«I giudici gli facciano vedere la figlia»

Giallo di Gradoli. Protesta davanti al Tribunale di Viterbo dei genitori di Paolo Esposito. Da un mese e mezzo in sciopero della fame perché gli impediscono di vedere la figlia di sei anni, peggiorano le condizioni dell’elettricista accusato assieme all’amante moldava di duplice omicidio volontario aggravato e occultamento di cadavere.
«È dimagrito di 20 chili - spiegano i sanitari del Belcolle - e può andare incontro a gravi patologie che potrebbero metterlo in pericolo di vita». I suoi parenti, il padre Enrico e la madre Maria Lorenzini, si sono presentati davanti a Palazzo di Giustizia con cartelli e striscioni. «Condannato senza un processo», si legge su uno di questi. Assieme agli avvocati del 40enne, Enrico Valentini e Mario Rosati, Esposito, carabiniere in pensione, e la moglie hanno «sfidato» la Procura, «colpevole», secondo loro, di non rispettare un provvedimento emesso nel luglio scorso dal Tribunale dei Minori di Roma che, di fatto, acconsente di far vedere la piccola Erika al padre compatibilmente con le esigenze istruttorie. Dopo l’arresto di Paolo Esposito, avvenuto il primo luglio, e la sospensione della patria potestà sulla piccola, la stessa viene dichiarata teste non attendibile ai fini delle indagini. Dunque non influenzabile da eventuali contatti con l’imputato. Trasferita dall’abitazione dei nonni paterni a una casa famiglia nel viterbese, da allora Erika non ha più visto il papà. «Riusciamo a incontrare nostra nipote - spiegano gli Esposito - solo un’ora il mercoledì e sempre circondati da assistenti sociali. Non si riesce a dire una parola».

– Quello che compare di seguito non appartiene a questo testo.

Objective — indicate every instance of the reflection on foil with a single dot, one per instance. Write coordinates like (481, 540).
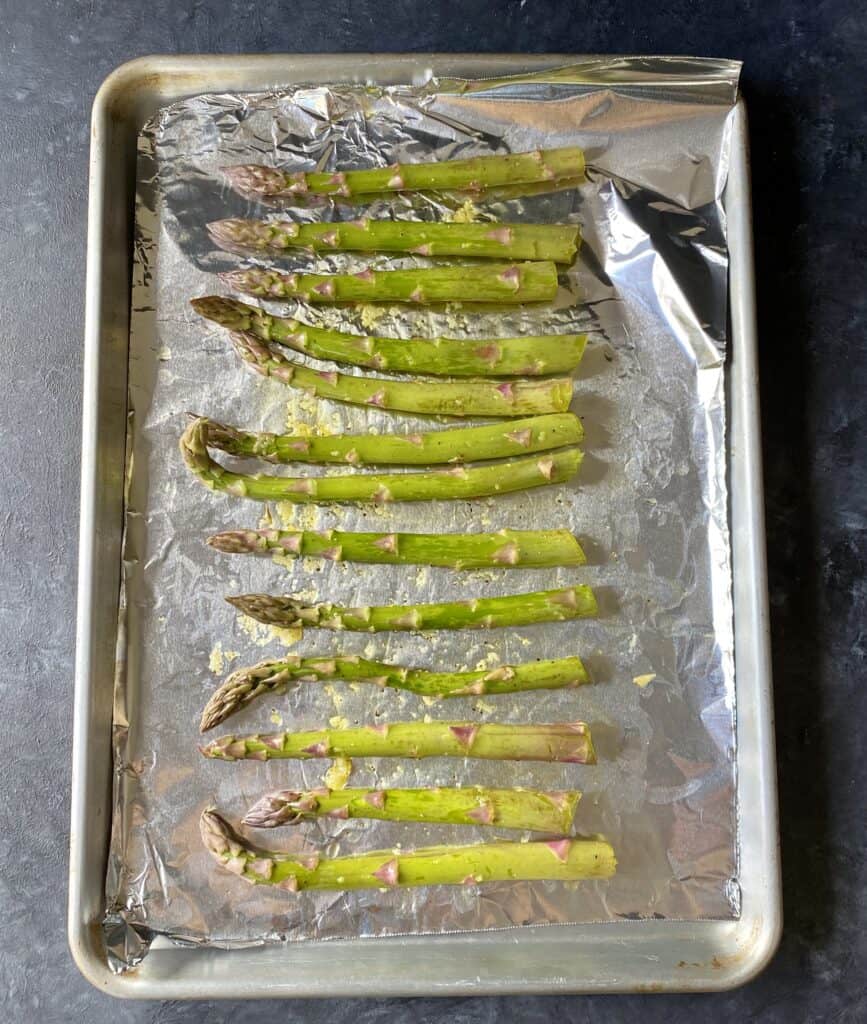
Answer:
(649, 506)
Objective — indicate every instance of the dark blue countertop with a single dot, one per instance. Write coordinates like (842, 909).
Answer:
(805, 86)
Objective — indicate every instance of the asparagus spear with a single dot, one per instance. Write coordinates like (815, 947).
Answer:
(441, 356)
(504, 242)
(460, 481)
(563, 859)
(534, 282)
(474, 174)
(538, 433)
(483, 612)
(506, 549)
(452, 198)
(475, 805)
(569, 742)
(462, 397)
(244, 686)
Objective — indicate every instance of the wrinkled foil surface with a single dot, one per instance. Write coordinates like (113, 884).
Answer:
(650, 506)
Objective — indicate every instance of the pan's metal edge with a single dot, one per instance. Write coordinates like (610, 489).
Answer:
(83, 936)
(132, 92)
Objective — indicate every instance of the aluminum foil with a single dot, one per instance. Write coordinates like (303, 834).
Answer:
(650, 506)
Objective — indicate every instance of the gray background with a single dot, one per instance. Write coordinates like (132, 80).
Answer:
(804, 82)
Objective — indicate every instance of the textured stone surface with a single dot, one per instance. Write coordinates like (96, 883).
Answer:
(805, 82)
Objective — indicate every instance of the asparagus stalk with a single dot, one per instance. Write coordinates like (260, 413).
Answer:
(558, 243)
(465, 397)
(441, 356)
(538, 433)
(534, 282)
(483, 612)
(564, 859)
(474, 174)
(475, 805)
(569, 742)
(506, 549)
(460, 481)
(270, 678)
(452, 198)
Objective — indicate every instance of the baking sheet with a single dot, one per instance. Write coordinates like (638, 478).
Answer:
(650, 505)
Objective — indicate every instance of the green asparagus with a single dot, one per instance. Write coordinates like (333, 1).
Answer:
(538, 433)
(270, 678)
(563, 859)
(475, 805)
(473, 174)
(505, 549)
(535, 282)
(441, 484)
(450, 397)
(558, 243)
(531, 356)
(568, 742)
(482, 612)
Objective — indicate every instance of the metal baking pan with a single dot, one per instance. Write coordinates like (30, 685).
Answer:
(648, 955)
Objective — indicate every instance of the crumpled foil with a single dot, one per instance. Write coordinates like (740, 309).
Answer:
(650, 506)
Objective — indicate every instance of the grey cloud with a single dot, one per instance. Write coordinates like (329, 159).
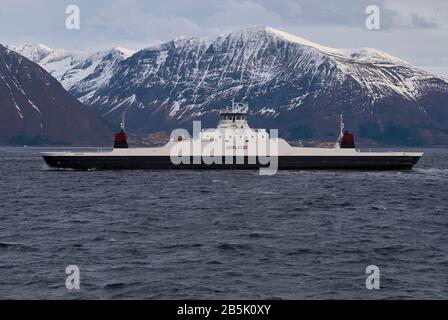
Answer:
(421, 22)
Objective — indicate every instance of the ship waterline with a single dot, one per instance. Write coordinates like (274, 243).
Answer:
(233, 145)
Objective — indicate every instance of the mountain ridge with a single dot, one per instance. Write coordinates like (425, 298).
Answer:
(37, 110)
(290, 83)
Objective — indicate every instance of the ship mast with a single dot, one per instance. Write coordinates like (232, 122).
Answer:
(122, 122)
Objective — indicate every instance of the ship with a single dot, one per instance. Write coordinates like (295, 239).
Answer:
(233, 144)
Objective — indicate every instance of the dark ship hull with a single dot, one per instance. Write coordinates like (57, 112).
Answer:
(123, 162)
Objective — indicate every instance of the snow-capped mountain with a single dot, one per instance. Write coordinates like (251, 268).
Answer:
(72, 67)
(56, 62)
(290, 83)
(35, 108)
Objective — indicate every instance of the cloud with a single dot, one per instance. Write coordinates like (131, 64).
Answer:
(130, 18)
(422, 22)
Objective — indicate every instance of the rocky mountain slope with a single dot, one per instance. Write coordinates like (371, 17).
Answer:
(36, 109)
(290, 83)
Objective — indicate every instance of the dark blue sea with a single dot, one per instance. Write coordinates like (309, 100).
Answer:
(232, 234)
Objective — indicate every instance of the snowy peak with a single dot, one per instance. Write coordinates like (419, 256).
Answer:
(34, 52)
(295, 39)
(124, 52)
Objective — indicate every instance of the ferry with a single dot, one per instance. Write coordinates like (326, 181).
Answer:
(232, 145)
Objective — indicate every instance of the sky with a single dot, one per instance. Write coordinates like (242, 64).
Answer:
(413, 30)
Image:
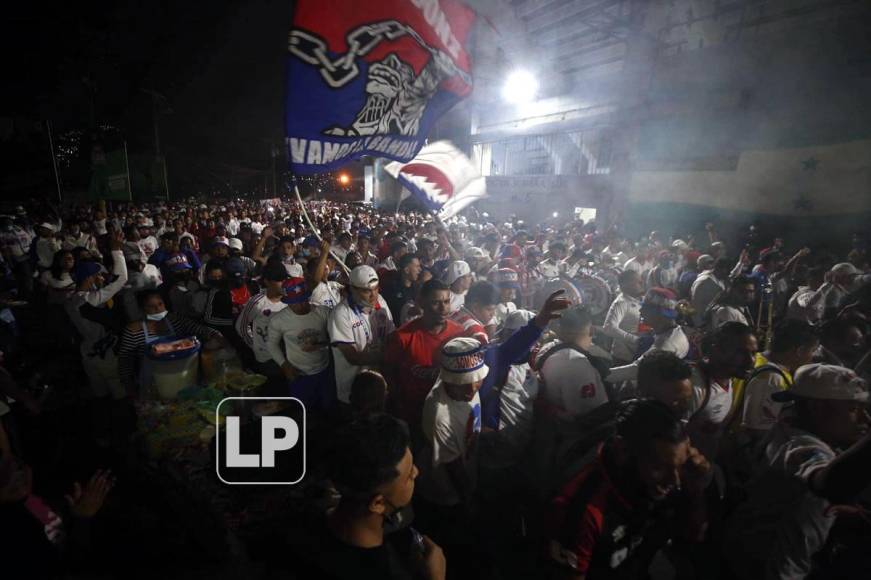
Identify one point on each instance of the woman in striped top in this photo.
(158, 323)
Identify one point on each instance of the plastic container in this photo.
(175, 370)
(218, 363)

Erika, il cui tutore è il sindaco di Gradoli, Luigi Buzi, nel corso del rinvio a giudizio di Paolo e della zia Ala Ceoban, tramite il suo legale, l’avvocato Claudia Polacchi, si è costituita parte civile contro il genitore. Questo perché, in caso di condanna, la piccola ha diritto di rivalersi verso chi, fornendo alibi fasulli e cadendo più volte in contraddizione, non ha aiutato gli investigatori a far luce sulla tragica scomparsa della madre Tatiana, 36 anni, e della sorella Elena, 13 anni, nata dal secondo matrimonio. Un giallo che comincia il 30 maggio 2009 quando le due donne, dopo aver fatto rientro a casa, in località Cannicelle, ed essersi incontrate sia con Paolo che con Ala, svaniscono nel nulla. Inutili le ricerche, cominciate ben due settimane dopo. Le tracce di sangue rilevate dal Ris nella villetta, una serie di conversazioni telefoniche fra Paolo e Ala con cellulari intestati ad altri, bugie e altro fanno scattare le manette per entrambi. Il rapporto fra l’uomo e Tatiana, finito da anni, la mancanza di alibi e un movente valido, sbarazzarsi dell’unico ostacolo alla nuova relazione e l’affidamento completo della bambina, bastano (e avanzano) al gup per rinviarli a giudizio. «È un sopruso. Neppure ad Annamaria Franzoni - commenta l’avvocato Valentini - hanno tolto la patria potestà del figlio.

Non le hanno mai impedito di vederlo e stare con lui. Anzi. Le è stata persino data la possibilità di concepirne un altro. Esposito non è stato ancora giudicato. Perché continuare su questa linea disumana?».